Why WNT signaling matters—and how it could guide therapies
The WNT/β-catenin signaling pathway plays a critical role in both stem cell activation and differentiation. When McSCs enter the WNT-rich hair germ zone, they are prompted to transform into pigment-producing melanocytes. But if they remain in the WNT-suppressed bulge, they stay inactive and colorless.
This aligns with existing research on WNT’s centrality to epidermal stem cell function, including a Med Sci (Paris) that found WNT signaling essential for maintaining the identity, proliferation, and differentiation of hair follicle stem cells.
In the Nature study, the team demonstrated that persistent WNT activation in cells can push them toward terminal differentiation, while its suppression allows some partially mature McSCs to revert to a stem-like state. This dynamic ability—known as dedifferentiation—gives McSCs a rare plasticity that could be harnessed in future therapies.
Importantly, not all McSCs retain this flexibility. The longer they remain mispositioned in the bulge, the less likely they are to contribute to pigment regeneration in subsequent hair cycles. In aging follicles, researchers observed a progressive accumulation of these stranded stem cells.
Dedifferentiation offers a new path forward
The NYU researchers went further by genetically labeling a late-stage pigmentation gene, Oca2, and tracking its activity in McSCs. They found that even Oca2-positive cells—typically considered committed to a pigment-producing fate—could reverse course and return to an undifferentiated, stem-like state if relocated to a low-WNT environment.

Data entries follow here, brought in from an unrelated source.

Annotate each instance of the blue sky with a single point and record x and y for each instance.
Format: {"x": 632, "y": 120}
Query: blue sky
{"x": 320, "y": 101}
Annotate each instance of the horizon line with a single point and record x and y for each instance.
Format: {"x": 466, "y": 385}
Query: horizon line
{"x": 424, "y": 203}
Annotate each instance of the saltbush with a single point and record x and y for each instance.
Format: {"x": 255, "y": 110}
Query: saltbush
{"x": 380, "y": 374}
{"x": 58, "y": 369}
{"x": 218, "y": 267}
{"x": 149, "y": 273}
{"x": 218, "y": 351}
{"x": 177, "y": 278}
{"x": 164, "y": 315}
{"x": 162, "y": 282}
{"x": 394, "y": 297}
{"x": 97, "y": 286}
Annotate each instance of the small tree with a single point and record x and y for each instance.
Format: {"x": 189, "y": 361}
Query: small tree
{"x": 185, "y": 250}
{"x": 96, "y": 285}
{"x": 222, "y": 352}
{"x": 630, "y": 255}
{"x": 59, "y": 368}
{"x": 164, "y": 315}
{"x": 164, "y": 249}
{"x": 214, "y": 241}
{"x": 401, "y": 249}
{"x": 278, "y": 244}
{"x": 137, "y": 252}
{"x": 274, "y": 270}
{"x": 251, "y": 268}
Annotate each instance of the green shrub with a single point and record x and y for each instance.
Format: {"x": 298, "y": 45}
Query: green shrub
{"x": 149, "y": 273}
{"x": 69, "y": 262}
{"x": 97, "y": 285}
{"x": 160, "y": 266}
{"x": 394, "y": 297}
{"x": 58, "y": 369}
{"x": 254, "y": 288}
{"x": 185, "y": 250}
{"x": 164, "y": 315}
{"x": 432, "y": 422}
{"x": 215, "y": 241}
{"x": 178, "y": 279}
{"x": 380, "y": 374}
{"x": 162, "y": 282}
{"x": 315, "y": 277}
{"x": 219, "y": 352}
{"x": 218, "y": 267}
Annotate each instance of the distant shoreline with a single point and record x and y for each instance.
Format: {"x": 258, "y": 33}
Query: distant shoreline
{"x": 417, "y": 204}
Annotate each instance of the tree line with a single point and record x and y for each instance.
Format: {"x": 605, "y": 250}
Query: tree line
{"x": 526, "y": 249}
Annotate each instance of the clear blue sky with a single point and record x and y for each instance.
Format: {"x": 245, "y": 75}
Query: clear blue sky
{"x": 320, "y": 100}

This ability to shuttle between compartments and shift identities underscores the plastic nature of McSCs, but also highlights the system’s vulnerability. When the internal commute breaks down, stem cells remain viable but functionally lost.

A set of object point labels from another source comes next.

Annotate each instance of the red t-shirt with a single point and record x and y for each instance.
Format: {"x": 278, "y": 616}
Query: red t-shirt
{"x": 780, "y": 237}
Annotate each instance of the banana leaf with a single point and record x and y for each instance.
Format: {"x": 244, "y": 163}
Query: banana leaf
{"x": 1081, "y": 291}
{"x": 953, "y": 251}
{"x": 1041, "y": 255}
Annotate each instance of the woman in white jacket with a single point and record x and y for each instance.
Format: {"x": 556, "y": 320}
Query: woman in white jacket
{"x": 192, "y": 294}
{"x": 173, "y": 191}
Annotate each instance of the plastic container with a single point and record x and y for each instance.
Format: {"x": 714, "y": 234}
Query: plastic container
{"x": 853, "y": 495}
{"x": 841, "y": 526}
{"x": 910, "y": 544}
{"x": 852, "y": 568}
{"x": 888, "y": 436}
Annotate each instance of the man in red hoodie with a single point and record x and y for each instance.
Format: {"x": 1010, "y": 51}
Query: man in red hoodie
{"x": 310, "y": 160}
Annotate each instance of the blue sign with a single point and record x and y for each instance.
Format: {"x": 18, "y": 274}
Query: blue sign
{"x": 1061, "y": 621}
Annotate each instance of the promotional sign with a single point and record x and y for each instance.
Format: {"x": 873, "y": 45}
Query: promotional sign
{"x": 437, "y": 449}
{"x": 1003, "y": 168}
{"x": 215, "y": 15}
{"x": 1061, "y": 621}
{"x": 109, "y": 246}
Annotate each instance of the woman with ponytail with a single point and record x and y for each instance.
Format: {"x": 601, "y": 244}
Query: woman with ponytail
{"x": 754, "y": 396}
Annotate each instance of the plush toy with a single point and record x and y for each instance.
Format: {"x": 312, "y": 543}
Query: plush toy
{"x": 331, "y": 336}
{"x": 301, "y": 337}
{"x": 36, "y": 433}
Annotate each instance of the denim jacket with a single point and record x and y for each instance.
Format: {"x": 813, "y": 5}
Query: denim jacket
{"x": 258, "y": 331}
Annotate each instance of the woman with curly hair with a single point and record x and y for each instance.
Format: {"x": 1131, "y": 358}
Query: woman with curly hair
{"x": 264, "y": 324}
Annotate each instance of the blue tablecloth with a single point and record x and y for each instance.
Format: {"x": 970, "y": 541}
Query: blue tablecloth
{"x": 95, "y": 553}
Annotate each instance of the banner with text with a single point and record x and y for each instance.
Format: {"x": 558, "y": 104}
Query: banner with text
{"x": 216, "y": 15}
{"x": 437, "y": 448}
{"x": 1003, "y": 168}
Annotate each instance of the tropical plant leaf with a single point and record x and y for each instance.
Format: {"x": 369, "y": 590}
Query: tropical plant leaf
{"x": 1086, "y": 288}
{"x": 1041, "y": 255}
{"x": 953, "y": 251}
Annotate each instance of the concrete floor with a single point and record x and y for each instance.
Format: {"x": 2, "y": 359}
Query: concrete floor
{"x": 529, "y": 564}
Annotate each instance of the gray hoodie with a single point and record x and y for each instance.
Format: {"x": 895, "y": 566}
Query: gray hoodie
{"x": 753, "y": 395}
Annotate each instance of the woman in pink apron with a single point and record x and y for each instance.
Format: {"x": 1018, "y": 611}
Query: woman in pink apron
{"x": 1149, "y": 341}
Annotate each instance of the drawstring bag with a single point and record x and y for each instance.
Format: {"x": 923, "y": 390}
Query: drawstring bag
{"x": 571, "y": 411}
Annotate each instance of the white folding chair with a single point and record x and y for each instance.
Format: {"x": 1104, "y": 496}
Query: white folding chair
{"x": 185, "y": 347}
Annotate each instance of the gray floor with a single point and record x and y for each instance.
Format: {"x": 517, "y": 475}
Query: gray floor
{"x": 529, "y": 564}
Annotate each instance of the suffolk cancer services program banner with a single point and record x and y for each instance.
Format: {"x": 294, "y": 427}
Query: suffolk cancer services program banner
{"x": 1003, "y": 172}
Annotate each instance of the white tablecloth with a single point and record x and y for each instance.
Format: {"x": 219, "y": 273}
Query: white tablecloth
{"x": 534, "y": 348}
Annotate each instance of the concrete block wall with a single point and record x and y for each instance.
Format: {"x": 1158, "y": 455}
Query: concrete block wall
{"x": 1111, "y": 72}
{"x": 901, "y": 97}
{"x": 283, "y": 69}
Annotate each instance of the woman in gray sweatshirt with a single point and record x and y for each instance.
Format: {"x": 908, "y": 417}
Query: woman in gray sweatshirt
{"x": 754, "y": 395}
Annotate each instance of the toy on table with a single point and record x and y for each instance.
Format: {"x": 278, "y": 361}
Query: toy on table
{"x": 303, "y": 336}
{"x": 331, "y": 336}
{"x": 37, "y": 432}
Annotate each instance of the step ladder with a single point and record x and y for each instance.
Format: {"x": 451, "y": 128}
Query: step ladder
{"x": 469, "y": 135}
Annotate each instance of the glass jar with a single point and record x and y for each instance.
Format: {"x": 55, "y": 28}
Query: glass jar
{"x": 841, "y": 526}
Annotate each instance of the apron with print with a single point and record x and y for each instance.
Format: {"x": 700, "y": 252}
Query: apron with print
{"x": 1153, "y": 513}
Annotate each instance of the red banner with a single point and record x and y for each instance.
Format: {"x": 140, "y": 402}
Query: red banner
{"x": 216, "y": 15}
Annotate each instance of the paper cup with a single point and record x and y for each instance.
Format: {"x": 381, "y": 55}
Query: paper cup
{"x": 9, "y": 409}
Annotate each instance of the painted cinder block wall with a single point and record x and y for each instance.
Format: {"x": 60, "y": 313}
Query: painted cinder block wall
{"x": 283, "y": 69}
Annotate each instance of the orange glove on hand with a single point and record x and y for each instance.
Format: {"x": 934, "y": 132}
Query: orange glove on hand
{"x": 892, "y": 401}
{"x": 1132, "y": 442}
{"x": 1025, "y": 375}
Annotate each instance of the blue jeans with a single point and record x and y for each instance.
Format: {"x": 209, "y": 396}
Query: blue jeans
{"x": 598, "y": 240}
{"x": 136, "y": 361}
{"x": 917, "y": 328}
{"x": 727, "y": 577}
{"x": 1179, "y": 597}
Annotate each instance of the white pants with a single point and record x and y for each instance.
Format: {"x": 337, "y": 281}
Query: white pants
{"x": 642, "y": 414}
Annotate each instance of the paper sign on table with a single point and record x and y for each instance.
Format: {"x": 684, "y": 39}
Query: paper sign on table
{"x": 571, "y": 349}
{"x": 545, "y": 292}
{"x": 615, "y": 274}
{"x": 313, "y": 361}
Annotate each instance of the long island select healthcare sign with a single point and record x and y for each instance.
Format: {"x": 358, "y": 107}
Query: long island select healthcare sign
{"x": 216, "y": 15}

“The newfound mechanisms raise the possibility that the same fixed positioning of melanocyte stem cells may exist in humans,” said Qi Sun, PhD, postdoctoral fellow at NYU Langone and lead author of the study. “If so, it presents a potential pathway for reversing or preventing the graying of human hair by helping jammed cells to move again between developing hair follicle compartments.”

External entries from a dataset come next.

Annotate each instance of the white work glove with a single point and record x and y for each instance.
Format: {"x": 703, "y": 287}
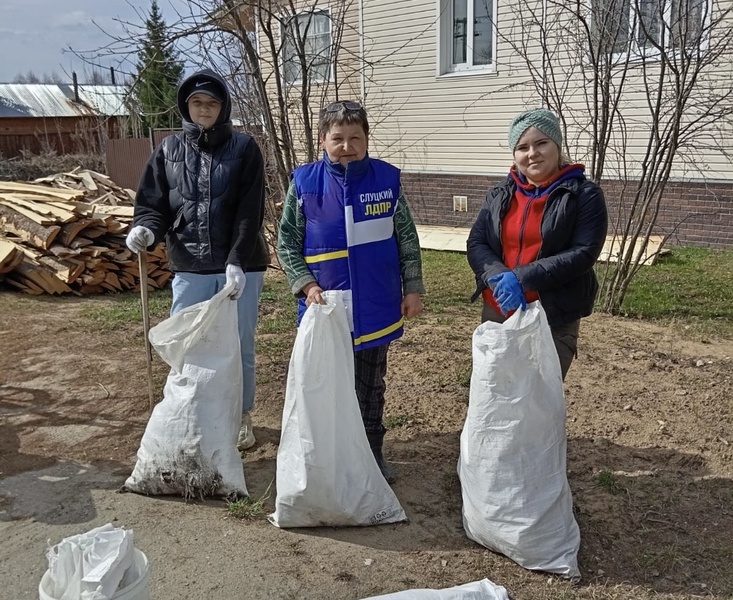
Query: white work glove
{"x": 139, "y": 239}
{"x": 236, "y": 276}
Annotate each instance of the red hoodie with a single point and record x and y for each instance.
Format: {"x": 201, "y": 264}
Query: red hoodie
{"x": 521, "y": 227}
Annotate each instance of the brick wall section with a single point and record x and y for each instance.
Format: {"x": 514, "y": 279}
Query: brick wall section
{"x": 695, "y": 214}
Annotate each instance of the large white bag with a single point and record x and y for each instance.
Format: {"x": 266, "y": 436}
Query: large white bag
{"x": 478, "y": 590}
{"x": 94, "y": 565}
{"x": 512, "y": 464}
{"x": 326, "y": 472}
{"x": 190, "y": 444}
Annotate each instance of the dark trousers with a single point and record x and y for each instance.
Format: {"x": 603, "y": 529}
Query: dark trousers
{"x": 370, "y": 368}
{"x": 564, "y": 336}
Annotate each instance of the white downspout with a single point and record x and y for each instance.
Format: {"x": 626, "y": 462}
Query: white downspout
{"x": 543, "y": 45}
{"x": 362, "y": 77}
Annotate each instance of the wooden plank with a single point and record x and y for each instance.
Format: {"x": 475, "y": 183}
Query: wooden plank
{"x": 57, "y": 213}
{"x": 26, "y": 229}
{"x": 69, "y": 231}
{"x": 10, "y": 257}
{"x": 117, "y": 211}
{"x": 30, "y": 214}
{"x": 50, "y": 284}
{"x": 25, "y": 285}
{"x": 41, "y": 190}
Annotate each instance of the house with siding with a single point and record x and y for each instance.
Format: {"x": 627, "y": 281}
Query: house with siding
{"x": 442, "y": 80}
{"x": 66, "y": 119}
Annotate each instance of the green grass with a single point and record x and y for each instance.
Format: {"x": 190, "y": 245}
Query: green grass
{"x": 249, "y": 509}
{"x": 448, "y": 279}
{"x": 689, "y": 285}
{"x": 607, "y": 480}
{"x": 278, "y": 307}
{"x": 124, "y": 309}
{"x": 395, "y": 421}
{"x": 693, "y": 285}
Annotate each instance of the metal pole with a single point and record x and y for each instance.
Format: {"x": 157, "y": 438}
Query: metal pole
{"x": 142, "y": 258}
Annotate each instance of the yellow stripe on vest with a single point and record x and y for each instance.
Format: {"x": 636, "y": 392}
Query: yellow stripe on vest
{"x": 377, "y": 334}
{"x": 327, "y": 256}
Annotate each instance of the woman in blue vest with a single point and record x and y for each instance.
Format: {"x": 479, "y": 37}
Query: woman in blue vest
{"x": 346, "y": 226}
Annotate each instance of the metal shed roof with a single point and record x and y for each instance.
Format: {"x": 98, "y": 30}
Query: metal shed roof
{"x": 57, "y": 100}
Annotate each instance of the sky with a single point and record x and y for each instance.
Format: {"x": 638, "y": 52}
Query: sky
{"x": 35, "y": 34}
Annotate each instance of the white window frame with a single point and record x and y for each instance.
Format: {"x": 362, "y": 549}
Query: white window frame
{"x": 444, "y": 41}
{"x": 637, "y": 51}
{"x": 286, "y": 18}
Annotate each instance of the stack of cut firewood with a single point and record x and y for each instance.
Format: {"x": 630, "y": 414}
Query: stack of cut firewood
{"x": 66, "y": 233}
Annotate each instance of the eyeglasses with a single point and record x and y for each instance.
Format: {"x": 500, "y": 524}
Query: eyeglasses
{"x": 343, "y": 105}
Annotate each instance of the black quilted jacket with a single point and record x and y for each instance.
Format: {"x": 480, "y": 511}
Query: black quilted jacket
{"x": 204, "y": 191}
{"x": 574, "y": 226}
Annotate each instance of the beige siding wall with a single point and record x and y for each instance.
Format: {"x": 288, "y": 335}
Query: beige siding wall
{"x": 458, "y": 124}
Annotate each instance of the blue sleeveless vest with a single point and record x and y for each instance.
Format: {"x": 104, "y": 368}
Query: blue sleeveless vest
{"x": 350, "y": 241}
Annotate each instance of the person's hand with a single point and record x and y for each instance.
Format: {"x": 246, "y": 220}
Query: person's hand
{"x": 236, "y": 276}
{"x": 313, "y": 294}
{"x": 508, "y": 292}
{"x": 139, "y": 239}
{"x": 411, "y": 305}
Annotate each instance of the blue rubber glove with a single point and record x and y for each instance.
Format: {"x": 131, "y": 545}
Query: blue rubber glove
{"x": 508, "y": 292}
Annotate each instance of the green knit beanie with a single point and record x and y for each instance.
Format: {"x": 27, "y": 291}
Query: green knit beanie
{"x": 542, "y": 119}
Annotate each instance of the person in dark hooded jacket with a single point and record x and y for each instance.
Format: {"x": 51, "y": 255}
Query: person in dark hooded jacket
{"x": 203, "y": 190}
{"x": 539, "y": 233}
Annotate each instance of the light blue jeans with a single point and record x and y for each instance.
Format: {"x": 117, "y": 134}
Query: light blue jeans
{"x": 192, "y": 288}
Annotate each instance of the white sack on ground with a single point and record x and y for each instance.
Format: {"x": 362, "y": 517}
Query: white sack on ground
{"x": 512, "y": 464}
{"x": 478, "y": 590}
{"x": 91, "y": 565}
{"x": 326, "y": 472}
{"x": 190, "y": 444}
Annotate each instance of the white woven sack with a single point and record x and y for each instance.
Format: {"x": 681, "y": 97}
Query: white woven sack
{"x": 326, "y": 472}
{"x": 477, "y": 590}
{"x": 512, "y": 464}
{"x": 190, "y": 443}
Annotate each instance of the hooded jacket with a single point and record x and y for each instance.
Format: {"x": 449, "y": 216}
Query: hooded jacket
{"x": 204, "y": 191}
{"x": 574, "y": 226}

Implications for regenerative medicine
While there’s no drug or treatment yet to reset McSC location or WNT signaling in human hair follicles, this study lays out a biological blueprint that could guide next-generation interventions. Restoring McSC movement—rather than simply activating dormant cells—may be key to reversing graying without disrupting follicle function or depleting stem cell reserves.
The implications may stretch well beyond hair color. If stem cell misplacement contributes to functional decline in hair follicles, it may also underlie other age-related tissue dysfunctions where timing and location—not cell death—drive degeneration.